After eight years of socialist government, the centre-right Democratic Alliance coalition won the snap general election held on 10 March. This shift in the political landscape, where no party now has an absolute majority in Portugal’s Parliament, could be a source of instability in the country. Nevertheless, the sweeping consolidation of public finances during António Costa’s term, as well as sound macroeconomic fundamentals, give the future government considerable economic and fiscal leeway. Portuguese growth is expected to remain well above Eurozone growth in 2024 (standing at 1.2%, according to the European Commission, compared to 0.7% for the Eurozone).
A shift in the political landscape is creating instability
The surprise resignation last November of Portuguese Prime Minister António Costa, due to a corruption and influence-peddling scandal within his inner circle, forced the President of the Republic to dissolve Portugal’s Parliament and call a snap general election, which took place on 10 March 2024.
After eight years of socialist government, the centre-right Democratic Alliance (DA) party won the highest number of seats in the Portuguese Parliament (80 out of a total of 230), and its leader, Luís Montenegro, became Prime Minister. The Socialist Party (SP) came second, with 78 seats. Finally, the far-right Chega party became the country’s third-largest political force. Having made an astonishing breakthrough by increasing its number of parliamentary seats from 12 to 50 in two years, it is seen as the big winner of this election.
However, with these results, Luís Montenegro cannot form an absolute-majority government in Parliament. As there is seemingly no alliance between the DA and Chega, or the DA and the SP, in the pipeline, the DA will most likely rule as a minority government, with opposition parties rejecting its future bills and voting down its proposed budgets, as is currently happening in Spain.
However, this is not the first time in the history of Portuguese democracy that there has been a minority government[1]; therefore, the SP and DA are used to cooperating if a government does not have an absolute majority. Even though the SP leader insisted that his party would vote down the proposed budget in the autumn, in the current circumstances, both parties seemingly have an additional interest in cooperating, as they both would want to avoid another snap general election, which could give Chega another opportunity to increase its number of seats.
Sound macroeconomic fundamentals
However, this shift in the political landscape is occurring at a time when Portugal’s macroeconomic fundamentals are sound, which should reduce the potential risks resulting from a new party taking power and the minority government set-up.
Portugal’s annual average growth rate for 2023 was 2.3%, which is similar to Spain’s (2.5%) and well above the Eurozone’s (0.5%).
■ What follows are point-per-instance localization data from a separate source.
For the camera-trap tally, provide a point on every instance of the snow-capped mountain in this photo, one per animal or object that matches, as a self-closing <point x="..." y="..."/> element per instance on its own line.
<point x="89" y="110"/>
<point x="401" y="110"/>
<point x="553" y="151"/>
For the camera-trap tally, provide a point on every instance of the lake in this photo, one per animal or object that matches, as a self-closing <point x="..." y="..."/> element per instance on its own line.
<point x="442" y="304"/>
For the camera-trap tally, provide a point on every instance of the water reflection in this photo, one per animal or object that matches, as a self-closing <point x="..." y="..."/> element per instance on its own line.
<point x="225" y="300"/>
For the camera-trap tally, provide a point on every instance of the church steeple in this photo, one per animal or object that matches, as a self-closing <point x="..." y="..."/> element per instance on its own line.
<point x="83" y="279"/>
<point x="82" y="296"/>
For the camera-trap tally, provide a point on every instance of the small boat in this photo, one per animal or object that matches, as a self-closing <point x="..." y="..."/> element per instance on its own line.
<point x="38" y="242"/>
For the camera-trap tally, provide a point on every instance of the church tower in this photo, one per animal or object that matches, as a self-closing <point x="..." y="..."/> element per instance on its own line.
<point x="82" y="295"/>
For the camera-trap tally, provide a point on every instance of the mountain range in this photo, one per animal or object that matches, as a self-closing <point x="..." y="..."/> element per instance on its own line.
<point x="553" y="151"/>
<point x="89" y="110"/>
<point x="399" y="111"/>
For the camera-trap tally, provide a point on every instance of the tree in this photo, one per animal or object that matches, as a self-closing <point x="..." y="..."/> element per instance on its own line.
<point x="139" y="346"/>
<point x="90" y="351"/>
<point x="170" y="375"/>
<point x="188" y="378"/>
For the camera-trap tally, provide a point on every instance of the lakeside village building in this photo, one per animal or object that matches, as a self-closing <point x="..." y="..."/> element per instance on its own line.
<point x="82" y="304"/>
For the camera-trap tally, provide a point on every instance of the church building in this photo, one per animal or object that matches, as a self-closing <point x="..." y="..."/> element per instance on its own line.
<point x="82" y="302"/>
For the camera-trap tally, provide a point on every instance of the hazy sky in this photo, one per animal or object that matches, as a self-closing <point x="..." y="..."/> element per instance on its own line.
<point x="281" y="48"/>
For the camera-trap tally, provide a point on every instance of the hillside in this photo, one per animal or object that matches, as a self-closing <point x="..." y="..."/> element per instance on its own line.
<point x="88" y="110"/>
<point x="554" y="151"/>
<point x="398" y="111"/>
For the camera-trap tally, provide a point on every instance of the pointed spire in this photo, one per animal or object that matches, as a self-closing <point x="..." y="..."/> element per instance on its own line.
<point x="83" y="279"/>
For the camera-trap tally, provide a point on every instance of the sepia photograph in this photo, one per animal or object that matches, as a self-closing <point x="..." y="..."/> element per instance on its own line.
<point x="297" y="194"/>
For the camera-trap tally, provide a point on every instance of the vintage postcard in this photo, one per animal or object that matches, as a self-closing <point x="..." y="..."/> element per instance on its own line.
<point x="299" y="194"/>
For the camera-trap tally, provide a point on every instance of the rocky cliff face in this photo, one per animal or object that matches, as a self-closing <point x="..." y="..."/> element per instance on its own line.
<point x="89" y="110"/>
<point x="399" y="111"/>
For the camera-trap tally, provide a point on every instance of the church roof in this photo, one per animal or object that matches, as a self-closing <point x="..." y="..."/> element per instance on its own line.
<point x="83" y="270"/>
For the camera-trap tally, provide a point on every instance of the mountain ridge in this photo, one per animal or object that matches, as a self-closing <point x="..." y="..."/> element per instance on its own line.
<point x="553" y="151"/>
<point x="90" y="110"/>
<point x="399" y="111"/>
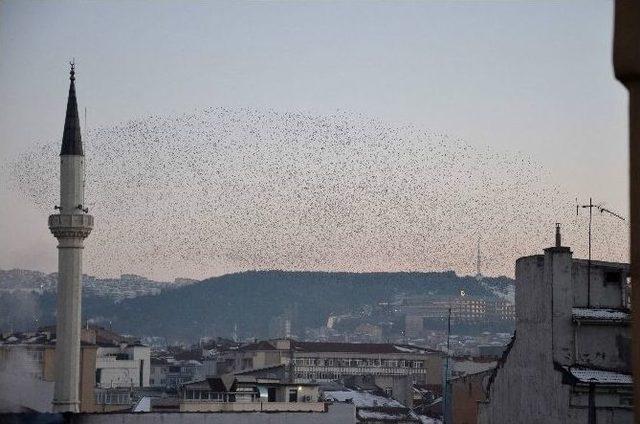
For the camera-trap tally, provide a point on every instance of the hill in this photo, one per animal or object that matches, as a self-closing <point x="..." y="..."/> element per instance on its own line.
<point x="251" y="300"/>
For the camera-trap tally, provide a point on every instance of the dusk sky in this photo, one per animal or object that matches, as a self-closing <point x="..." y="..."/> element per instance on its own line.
<point x="522" y="80"/>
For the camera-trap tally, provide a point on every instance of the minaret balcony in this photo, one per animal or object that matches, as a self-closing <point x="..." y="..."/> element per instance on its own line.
<point x="70" y="225"/>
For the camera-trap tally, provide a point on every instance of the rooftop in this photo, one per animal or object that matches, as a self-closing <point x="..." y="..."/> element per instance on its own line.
<point x="593" y="375"/>
<point x="600" y="315"/>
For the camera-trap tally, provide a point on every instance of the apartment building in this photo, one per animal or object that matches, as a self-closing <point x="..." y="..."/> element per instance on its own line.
<point x="572" y="338"/>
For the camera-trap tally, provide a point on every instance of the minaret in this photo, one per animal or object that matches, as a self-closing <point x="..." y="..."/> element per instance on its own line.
<point x="71" y="226"/>
<point x="479" y="275"/>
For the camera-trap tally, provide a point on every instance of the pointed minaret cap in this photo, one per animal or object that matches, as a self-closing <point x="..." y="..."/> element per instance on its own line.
<point x="71" y="138"/>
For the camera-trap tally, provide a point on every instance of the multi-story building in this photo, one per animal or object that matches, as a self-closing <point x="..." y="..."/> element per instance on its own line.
<point x="393" y="367"/>
<point x="109" y="363"/>
<point x="248" y="393"/>
<point x="572" y="340"/>
<point x="170" y="373"/>
<point x="318" y="361"/>
<point x="419" y="310"/>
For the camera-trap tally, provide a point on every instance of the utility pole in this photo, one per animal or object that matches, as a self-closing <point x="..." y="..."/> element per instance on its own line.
<point x="446" y="395"/>
<point x="602" y="210"/>
<point x="478" y="263"/>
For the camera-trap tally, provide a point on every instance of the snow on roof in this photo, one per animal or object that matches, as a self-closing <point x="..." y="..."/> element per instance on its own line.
<point x="591" y="375"/>
<point x="600" y="314"/>
<point x="395" y="416"/>
<point x="361" y="399"/>
<point x="143" y="405"/>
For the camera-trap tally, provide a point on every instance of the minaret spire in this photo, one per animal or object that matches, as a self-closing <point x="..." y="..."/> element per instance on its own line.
<point x="71" y="226"/>
<point x="71" y="138"/>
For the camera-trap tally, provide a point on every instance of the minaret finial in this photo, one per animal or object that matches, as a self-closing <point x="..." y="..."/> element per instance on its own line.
<point x="71" y="138"/>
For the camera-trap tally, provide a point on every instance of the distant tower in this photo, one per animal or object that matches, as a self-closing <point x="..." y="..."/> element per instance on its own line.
<point x="71" y="226"/>
<point x="478" y="263"/>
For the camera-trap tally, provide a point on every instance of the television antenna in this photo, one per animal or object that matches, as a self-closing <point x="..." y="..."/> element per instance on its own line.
<point x="602" y="210"/>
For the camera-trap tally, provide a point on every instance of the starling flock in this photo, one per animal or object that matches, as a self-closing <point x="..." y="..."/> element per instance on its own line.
<point x="223" y="190"/>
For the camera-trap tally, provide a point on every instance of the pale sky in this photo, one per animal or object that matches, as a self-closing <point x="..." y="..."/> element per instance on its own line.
<point x="532" y="79"/>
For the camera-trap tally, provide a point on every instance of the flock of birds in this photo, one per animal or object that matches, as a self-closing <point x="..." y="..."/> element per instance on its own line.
<point x="223" y="190"/>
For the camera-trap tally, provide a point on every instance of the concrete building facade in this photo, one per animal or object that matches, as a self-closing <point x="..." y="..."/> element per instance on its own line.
<point x="569" y="361"/>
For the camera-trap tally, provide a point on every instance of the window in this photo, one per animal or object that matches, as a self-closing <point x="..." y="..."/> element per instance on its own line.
<point x="612" y="277"/>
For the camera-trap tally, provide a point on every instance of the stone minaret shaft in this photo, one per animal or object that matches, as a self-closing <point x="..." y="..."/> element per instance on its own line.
<point x="71" y="226"/>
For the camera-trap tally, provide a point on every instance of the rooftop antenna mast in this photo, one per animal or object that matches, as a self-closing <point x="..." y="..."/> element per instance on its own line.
<point x="602" y="210"/>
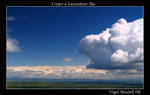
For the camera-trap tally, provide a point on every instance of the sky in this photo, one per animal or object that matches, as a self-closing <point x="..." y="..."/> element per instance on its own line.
<point x="52" y="36"/>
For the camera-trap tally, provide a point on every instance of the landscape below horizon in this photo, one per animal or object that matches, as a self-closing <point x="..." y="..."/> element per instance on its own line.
<point x="75" y="47"/>
<point x="71" y="83"/>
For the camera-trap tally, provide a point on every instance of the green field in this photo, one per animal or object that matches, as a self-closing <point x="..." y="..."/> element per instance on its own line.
<point x="65" y="85"/>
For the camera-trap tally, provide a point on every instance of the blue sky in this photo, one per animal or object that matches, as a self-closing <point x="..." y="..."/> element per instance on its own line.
<point x="48" y="35"/>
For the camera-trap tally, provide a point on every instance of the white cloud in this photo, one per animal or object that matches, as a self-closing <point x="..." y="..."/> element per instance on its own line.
<point x="69" y="72"/>
<point x="67" y="59"/>
<point x="12" y="45"/>
<point x="118" y="47"/>
<point x="10" y="18"/>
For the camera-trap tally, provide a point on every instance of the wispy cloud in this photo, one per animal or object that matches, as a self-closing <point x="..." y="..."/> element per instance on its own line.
<point x="12" y="45"/>
<point x="67" y="59"/>
<point x="58" y="72"/>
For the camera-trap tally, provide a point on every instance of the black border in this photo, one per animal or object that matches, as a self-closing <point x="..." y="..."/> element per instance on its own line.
<point x="4" y="3"/>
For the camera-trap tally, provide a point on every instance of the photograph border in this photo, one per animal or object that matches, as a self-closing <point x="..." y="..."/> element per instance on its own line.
<point x="47" y="3"/>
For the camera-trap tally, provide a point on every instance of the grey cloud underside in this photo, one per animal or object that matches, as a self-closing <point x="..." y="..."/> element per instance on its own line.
<point x="118" y="47"/>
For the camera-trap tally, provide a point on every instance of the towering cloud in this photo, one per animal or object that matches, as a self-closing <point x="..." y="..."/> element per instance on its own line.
<point x="118" y="47"/>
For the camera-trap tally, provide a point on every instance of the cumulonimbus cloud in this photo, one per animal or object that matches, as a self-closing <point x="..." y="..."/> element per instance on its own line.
<point x="70" y="72"/>
<point x="118" y="47"/>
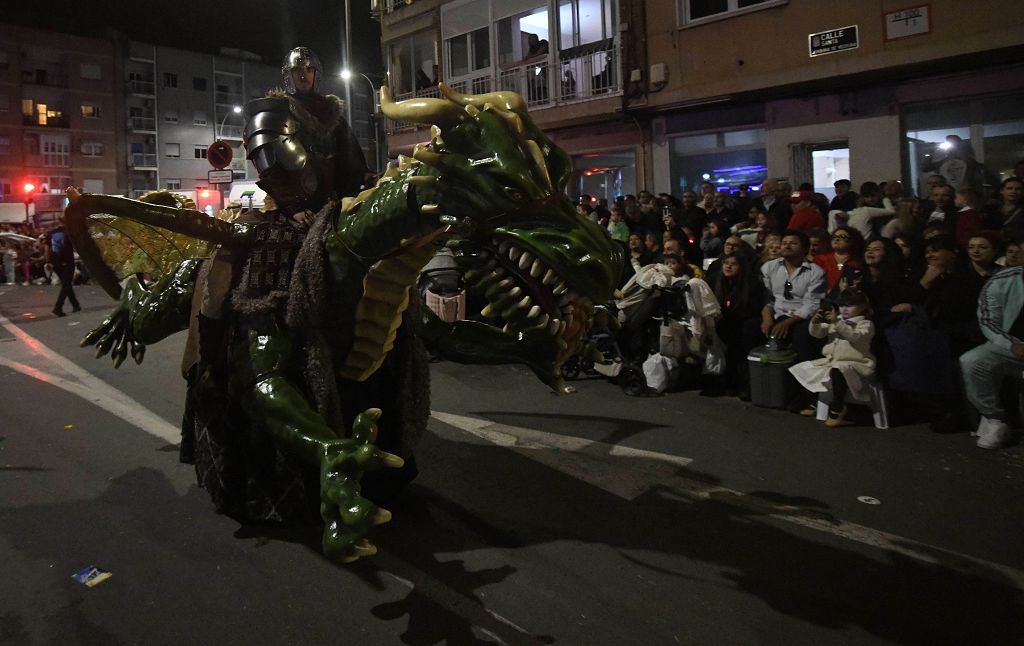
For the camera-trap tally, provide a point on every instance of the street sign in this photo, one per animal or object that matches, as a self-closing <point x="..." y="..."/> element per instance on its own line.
<point x="833" y="41"/>
<point x="219" y="177"/>
<point x="219" y="154"/>
<point x="909" y="22"/>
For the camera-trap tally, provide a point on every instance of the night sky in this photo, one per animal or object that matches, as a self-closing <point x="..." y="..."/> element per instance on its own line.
<point x="268" y="28"/>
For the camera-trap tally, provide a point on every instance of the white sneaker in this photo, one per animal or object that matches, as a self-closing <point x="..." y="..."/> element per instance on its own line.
<point x="992" y="433"/>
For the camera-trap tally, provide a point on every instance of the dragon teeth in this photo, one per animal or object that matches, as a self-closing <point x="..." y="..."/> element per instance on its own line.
<point x="525" y="260"/>
<point x="537" y="269"/>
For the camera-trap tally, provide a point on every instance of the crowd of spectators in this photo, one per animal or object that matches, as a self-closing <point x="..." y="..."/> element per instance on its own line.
<point x="25" y="261"/>
<point x="779" y="258"/>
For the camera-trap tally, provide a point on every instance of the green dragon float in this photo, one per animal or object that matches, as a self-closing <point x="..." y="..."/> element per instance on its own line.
<point x="328" y="379"/>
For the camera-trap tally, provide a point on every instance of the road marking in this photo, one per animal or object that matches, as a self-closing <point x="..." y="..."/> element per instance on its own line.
<point x="599" y="464"/>
<point x="66" y="375"/>
<point x="669" y="481"/>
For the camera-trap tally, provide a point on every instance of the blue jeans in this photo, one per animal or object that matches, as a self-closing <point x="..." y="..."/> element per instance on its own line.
<point x="984" y="369"/>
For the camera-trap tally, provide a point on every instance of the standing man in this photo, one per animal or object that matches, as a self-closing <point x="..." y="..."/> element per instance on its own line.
<point x="60" y="254"/>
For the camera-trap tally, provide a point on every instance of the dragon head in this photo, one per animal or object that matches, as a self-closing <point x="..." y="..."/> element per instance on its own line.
<point x="500" y="184"/>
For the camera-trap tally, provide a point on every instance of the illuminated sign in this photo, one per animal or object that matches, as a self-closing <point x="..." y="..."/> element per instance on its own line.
<point x="833" y="41"/>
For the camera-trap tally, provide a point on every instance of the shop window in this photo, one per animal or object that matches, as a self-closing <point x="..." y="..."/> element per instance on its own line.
<point x="726" y="159"/>
<point x="697" y="10"/>
<point x="970" y="142"/>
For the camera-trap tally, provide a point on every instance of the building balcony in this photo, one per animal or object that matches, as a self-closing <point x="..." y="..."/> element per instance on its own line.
<point x="142" y="124"/>
<point x="51" y="122"/>
<point x="228" y="98"/>
<point x="230" y="132"/>
<point x="583" y="74"/>
<point x="143" y="88"/>
<point x="142" y="161"/>
<point x="45" y="78"/>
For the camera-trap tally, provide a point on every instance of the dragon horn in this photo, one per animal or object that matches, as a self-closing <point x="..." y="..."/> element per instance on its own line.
<point x="508" y="100"/>
<point x="421" y="111"/>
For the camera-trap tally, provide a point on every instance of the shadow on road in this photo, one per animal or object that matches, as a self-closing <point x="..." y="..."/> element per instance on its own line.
<point x="496" y="498"/>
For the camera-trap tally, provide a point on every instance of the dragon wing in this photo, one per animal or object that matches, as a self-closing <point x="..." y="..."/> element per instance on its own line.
<point x="117" y="238"/>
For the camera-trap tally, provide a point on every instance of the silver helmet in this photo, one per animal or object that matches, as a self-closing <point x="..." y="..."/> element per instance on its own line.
<point x="298" y="58"/>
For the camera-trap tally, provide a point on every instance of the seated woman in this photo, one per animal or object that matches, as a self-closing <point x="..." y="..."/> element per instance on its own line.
<point x="942" y="324"/>
<point x="741" y="296"/>
<point x="846" y="359"/>
<point x="846" y="256"/>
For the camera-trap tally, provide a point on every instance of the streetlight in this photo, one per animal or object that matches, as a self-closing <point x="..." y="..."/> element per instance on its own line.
<point x="237" y="110"/>
<point x="346" y="75"/>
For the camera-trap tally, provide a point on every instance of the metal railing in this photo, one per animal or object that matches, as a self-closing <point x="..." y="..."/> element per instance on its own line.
<point x="228" y="98"/>
<point x="142" y="160"/>
<point x="142" y="123"/>
<point x="591" y="74"/>
<point x="141" y="87"/>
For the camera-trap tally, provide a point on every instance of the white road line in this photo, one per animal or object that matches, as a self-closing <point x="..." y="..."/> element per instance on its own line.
<point x="66" y="375"/>
<point x="566" y="458"/>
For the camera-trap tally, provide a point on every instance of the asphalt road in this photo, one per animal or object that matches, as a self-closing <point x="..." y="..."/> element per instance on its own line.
<point x="589" y="519"/>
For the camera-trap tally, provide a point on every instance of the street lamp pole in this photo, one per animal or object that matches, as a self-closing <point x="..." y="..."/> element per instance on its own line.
<point x="346" y="75"/>
<point x="237" y="110"/>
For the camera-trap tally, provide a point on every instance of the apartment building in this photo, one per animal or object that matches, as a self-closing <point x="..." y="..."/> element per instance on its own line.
<point x="177" y="102"/>
<point x="563" y="56"/>
<point x="59" y="111"/>
<point x="668" y="94"/>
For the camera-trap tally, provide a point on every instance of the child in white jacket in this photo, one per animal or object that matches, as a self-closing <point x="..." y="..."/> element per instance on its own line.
<point x="847" y="358"/>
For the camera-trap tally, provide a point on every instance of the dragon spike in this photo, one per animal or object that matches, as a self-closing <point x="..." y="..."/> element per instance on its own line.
<point x="513" y="120"/>
<point x="422" y="154"/>
<point x="535" y="152"/>
<point x="421" y="111"/>
<point x="507" y="100"/>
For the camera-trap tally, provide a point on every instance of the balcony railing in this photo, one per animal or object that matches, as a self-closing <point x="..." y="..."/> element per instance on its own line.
<point x="144" y="124"/>
<point x="228" y="98"/>
<point x="51" y="122"/>
<point x="142" y="160"/>
<point x="141" y="87"/>
<point x="588" y="73"/>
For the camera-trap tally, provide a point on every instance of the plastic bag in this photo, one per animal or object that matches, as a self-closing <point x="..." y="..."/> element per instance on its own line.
<point x="659" y="372"/>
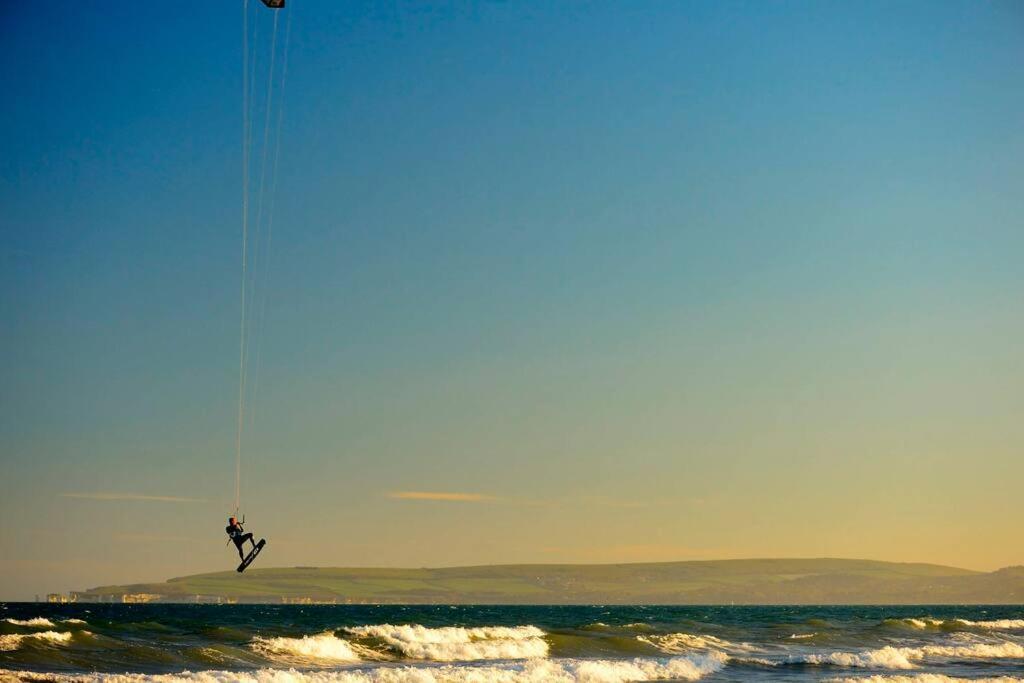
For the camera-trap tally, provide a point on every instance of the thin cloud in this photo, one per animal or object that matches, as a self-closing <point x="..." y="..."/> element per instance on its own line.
<point x="438" y="496"/>
<point x="130" y="497"/>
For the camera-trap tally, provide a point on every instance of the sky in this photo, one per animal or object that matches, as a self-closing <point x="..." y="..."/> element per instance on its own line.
<point x="548" y="282"/>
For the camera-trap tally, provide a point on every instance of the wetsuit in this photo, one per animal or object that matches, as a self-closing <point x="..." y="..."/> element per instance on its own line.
<point x="236" y="531"/>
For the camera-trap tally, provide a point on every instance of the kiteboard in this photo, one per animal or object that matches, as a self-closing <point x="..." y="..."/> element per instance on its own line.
<point x="252" y="555"/>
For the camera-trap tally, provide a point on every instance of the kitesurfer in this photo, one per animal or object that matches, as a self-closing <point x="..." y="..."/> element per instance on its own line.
<point x="239" y="536"/>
It is expected to remain high in 2024 (standing at 1.2%, according to the European Commission), driven mainly by the strong performances in terms of household consumption and exports.
Over 2023 as a whole, inflation (harmonised measurement) slowed by 2.8 percentage points (from an annual average of 8.1% in 2022 to 5.3% in 2023) and looks to have stood at 2.6% y/y in March, according to the preliminary estimate from the Portuguese National Institute for Statistics. This drop in inflation, which will continue in 2024, combined with strong wage growth (+5.5% y/y in Q4 2023, according to Eurostat), should continue to boost household purchasing power. The strong labour market performance is also good news for household consumption.
Although the unemployment rate has been relatively stable over the past five years (6.5% in January 2024), the employment rate (15-74-year-olds) reached an all-time high in Q3 2023, standing at 63.9%, almost three percentage points above the Eurozone average.
Tourism should also continue to bolster exports. After the record tourism figures seen in 2023, with more than 18 million foreign tourists (+19% compared to 2022 and +11% compared to 2019), activity continued apace at the start of the year, with the number of foreign visitors hitting 964,700 in February (+10.4% y/y).
The broader roll-out of the EU’s Recovery and Resilience Facility, from which Portugal is expected to receive EUR 16.3 billion in subsidies and EUR 5.9 billion in loans between 2021 and 2026, will sustain investment in 2024 and beyond. However, Portugal’s political instability could affect future disbursements by Brussels, delaying the timeframes for investments and reforms associated with the country’s recovery plan.
Largely healthy public finances in 2023
Throughout his term, the government of António Costa committed to restoring fiscal discipline. Recently, strong nominal growth in economic activity and rising tax revenues (+9% y/y in 2023) have helped public finances to improve. With a budget surplus of 1.2% of GDP this year, Portugal is enjoying its highest positive balance in its fifty years of democracy. Better still, the primary balance (excluding interest on debt) rose from a deficit of 8.5% of GDP in 2010 to a surplus of more than 3% in 2023, and the debt-to-GDP ratio fell below 100% in Q4 2023 (98.7%).
As a result, although the change of government may create uncertainty as to whether the pursuit of budgetary discipline started by the SP will continue, the country has some room for manoeuvre, with the 2024 budget still projecting a surplus of 0.2% of GDP for 2024.